L'Isère ouvre son ombrelle au milieu du Salon

Le président du Département a choisi le stand du Vercors pour lancer publiquement la marque Agri(Is)Here et faire connaître les produits phare de l'Isère.
L'Isère ouvre son ombrelle au milieu du Salon

Que diriez-vous de quelques ravioles aux cèpes... cuisinées par Jean-Pierre Barbier, sous le regard bienveillant d'un maître-restaurateur ? A en juger par la foule qui s'est pressée devant le stand du Vercors, lundi midi, la recette de Mickaël Bokis, chef de l'Angelis à Grenoble, a eu l'air goûteuse. En tout cas, le président du Département, ceint d'un tablier aux couleurs d'Alpes(Is)Here, a semblé prendre plaisir à endosser son rôle de Master Chef. Jean-Claude Darlet et Pascal Denolly aussi, d'ailleurs.

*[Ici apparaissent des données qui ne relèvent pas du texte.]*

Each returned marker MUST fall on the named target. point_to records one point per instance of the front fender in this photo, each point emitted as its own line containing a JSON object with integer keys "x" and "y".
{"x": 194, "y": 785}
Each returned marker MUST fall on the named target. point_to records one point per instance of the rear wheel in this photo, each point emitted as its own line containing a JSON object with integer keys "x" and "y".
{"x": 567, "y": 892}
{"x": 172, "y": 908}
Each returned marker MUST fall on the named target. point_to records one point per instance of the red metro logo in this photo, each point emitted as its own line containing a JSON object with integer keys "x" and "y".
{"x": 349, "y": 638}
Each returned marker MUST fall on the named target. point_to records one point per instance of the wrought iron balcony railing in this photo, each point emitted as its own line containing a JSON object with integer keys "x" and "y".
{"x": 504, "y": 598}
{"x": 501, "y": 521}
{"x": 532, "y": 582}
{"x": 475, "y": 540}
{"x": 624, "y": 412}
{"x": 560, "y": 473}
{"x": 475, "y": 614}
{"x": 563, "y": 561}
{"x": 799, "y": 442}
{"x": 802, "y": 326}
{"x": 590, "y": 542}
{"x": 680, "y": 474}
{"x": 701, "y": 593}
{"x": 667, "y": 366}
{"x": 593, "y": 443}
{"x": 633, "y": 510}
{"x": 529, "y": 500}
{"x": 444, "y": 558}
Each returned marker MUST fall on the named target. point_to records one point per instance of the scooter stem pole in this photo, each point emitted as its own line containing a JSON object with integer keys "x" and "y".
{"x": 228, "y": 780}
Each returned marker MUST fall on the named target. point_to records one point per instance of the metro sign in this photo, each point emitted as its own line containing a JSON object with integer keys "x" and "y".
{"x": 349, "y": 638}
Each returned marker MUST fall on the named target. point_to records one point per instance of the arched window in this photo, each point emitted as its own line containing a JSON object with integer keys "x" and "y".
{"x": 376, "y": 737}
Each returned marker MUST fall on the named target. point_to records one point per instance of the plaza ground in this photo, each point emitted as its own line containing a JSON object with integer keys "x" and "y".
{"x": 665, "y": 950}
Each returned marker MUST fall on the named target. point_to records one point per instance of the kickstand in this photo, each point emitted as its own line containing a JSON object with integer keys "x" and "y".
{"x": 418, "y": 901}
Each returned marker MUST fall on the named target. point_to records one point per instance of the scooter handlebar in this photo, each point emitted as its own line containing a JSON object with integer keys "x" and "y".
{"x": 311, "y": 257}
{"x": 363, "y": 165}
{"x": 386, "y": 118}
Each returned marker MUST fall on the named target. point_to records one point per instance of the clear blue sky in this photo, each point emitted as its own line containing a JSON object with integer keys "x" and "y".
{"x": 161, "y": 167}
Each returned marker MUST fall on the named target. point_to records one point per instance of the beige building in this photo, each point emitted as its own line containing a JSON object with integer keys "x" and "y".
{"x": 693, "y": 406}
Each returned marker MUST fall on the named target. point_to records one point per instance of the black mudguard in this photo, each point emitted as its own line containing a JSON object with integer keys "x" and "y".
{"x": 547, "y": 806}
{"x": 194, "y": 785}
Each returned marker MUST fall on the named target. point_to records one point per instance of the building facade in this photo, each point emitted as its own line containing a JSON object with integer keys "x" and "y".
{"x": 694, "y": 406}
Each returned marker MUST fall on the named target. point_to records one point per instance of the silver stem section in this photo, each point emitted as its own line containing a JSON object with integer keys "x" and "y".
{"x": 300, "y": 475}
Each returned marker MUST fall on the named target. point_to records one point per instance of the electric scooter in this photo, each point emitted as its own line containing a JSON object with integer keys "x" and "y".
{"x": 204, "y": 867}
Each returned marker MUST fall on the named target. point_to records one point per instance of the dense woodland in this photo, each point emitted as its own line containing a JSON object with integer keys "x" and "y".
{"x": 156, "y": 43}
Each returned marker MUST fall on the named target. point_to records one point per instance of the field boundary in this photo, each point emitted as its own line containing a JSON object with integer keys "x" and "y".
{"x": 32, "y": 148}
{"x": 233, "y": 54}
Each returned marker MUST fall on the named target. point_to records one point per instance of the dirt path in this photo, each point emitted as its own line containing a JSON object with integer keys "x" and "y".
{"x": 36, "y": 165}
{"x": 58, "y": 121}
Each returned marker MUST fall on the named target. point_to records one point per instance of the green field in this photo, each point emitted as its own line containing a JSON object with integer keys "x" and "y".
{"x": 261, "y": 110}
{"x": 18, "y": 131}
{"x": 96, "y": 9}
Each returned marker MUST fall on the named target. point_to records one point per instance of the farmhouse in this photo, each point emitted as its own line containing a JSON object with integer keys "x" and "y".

Pour les deux représentants du monde agricole isérois comme pour le président du conseil départemental, l'enjeu dépasse de très loin le cadre de la photo-souvenir au Salon de l'agriculture. « On monte en gamme sur la présentation de nos produits, se félicite le président de la FDSEA. En termes d'image, c'est bien de les faire mettre en valeur par un jeune cuisinier talentueux. » Plus généralemet, ce type d'animation vise surtout, selon Jean-Pierre Barbier, à « asseoir l'impact de la marque territoriale de l'Isère », une marque « toute neuve » qui doit permettre aux produits isérois d'atteindre la notoriété qu'ils méritent, mais qu'ils n'ont pas encore tout-à-fait. D'ailleurs, le Département travaille à rallier au panache de la nouvelle marque quelques produits phare, comme la noix de Grenoble, le bleu du Vercors-Sassenage ou le saint-marcellin. Ces stars locales n'ont certes pas besoin de la puissance de feu du conseil départemental pour se faire connaître. Mais elles peuvent jouer les « locomotives », capables d'entraîner dans le sillage de leur notoriété des productions iséroises plus confidentielles.

Qualité et équité

« Nous avons des produits et des agriculteurs d'excellence, insiste le président Barbier. Je veux assurer leur promotion à travers la marque Agri(Is)Here. C'est une marque ombrelle, sous laquelle tous les produits isérois qui le souhaitent pourront s'abriter. » A condition qu'ils répondent au cahier des charges élaboré collectivement par l'ensemble des acteurs du goût isérois, qu'ils soient consommateurs, producteurs, transformateurs, artisans, distributeurs ou meilleurs ouvriers de France. Le président du Département résume ce cahier des charges en trois mots : « Origine, qualité et surtout équité ». C'est sans doute là que réside l'originalité de la démarche. La nouvelle marque de territoire ne se contente pas de garantir la qualité d'un produit agricole. Elle certifie également à l'acheteur potentiel que le prix payé au producteur lui permet de « vivre dignement », tout en restant « abordable pour le consommateur ».

En ce 26 février, le lancement de la marque Agri(Is)Here sur les stands du Vercors, puis de la région Aura, répond à un double objectif stratégique : faire connaître les produits et la marque. Rien n'a été négligé. Ni la présence des élus, venus en force, ni les animations culinaires, ni les démonstrations, ni les rencontres avec les confréries. De vercouline en marcelline, de pressée d'huile de noix en moulage de fromage ou en dégustations de vins de l'Isère, les visiteurs du Salon ont pu goûter – et s'étonner - de la diversité des produits dauphinois. « Comme Savoie-Mont-Blanc, la marque Agri(Is)Here ne s'adresse pas seulement aux habitants de notre territoire, précise Jean-Pierre Barbier. Mais nous ne l'avons pas non plus créée pour lutter contre Savoie-Mont-Blanc : ça n'aurait pas de sens. Il y a de la place pour tout le monde. » A la table des gastronomes, le gratin dauphinois ou le saint-marcellin ont la même légitimités que la tartiflette ou le beaufort. Encore faut-il que le monde entier le sache. Deux jours durant, le Salon international de l'agriculture a joué à fond son rôle de chambre d'échos.